Das Licht der Dynamolampe ist schwach. So richtig gut ausgeleuchtet ist immer nur eine Fläche so groß wie eine Hand. Deshalb muß ich, um mir Übersicht zu verschaffen, hierhin und dorthin leuchten. Da ich das häufiger tue, komme ich nicht allzuschnell vorwärts. Trotzdem habe ich nie erwartet, so leicht und so schnell so tief in den Berg vorzudringen.
Das Gefälle wird stärker. Nicht, daß das hinderlich wäre, denn man muß sowieso aufpassen, wo man hintritt. Andererseits beruhigt mich das auch wieder, denn sonst wäre ich versucht gewesen, an einen künstlichen Gang zu denken. Von einer solchen Anlage hätte man aber etwas wissen müssen. Für eine künstliche Anlage ist aber alles zu unregelmässig. Der Gang, dessen Breite zwischen einem und zwei Meter schwankt, der nie eine Decke hat, sondern sich immer spaltartig in der Höhe verliert, oft wesentlich weiter, als das Licht reicht. Ein Stollen, den man aus dem Fels herausschlägt, sähe doch anders aus. Also jedenfalls kein Bergwerksstollen. Auch die Theorie, daß dieses ein Stollen sein könnte, der etwas mit dem Bau der Zugspitzbahnen zu tun haben könnte, erscheint mir jetzt weit hergeholt, nicht nur, weil die Zugspitzbahnen von diesem Punkt sehr weit entfernt sind.
Nach einigen weiteren Minuten - ich denke daran, daß ich dringend umkehren muß, weil Irene inzwischen sicher schon ganz schön unruhig wird - fällt die rechte Wand des Spaltes zurück und entfernt sich immer mehr.
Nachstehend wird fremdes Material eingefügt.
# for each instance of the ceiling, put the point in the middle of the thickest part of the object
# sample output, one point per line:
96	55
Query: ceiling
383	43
Gleichzeitig stürzt der Boden in die Tiefe und geht in eine unwegsame Scharte über, die sich da unten in der Dunkelheit verliert. Allerdings stelle ich fest, daß man der linken Wand der Spalte immer noch weiter folgen kann, weil da ein gut begehbarer, etwa einen Meter breiter Sims ist. Das tue ich. Es sieht völlig ungefährlich aus.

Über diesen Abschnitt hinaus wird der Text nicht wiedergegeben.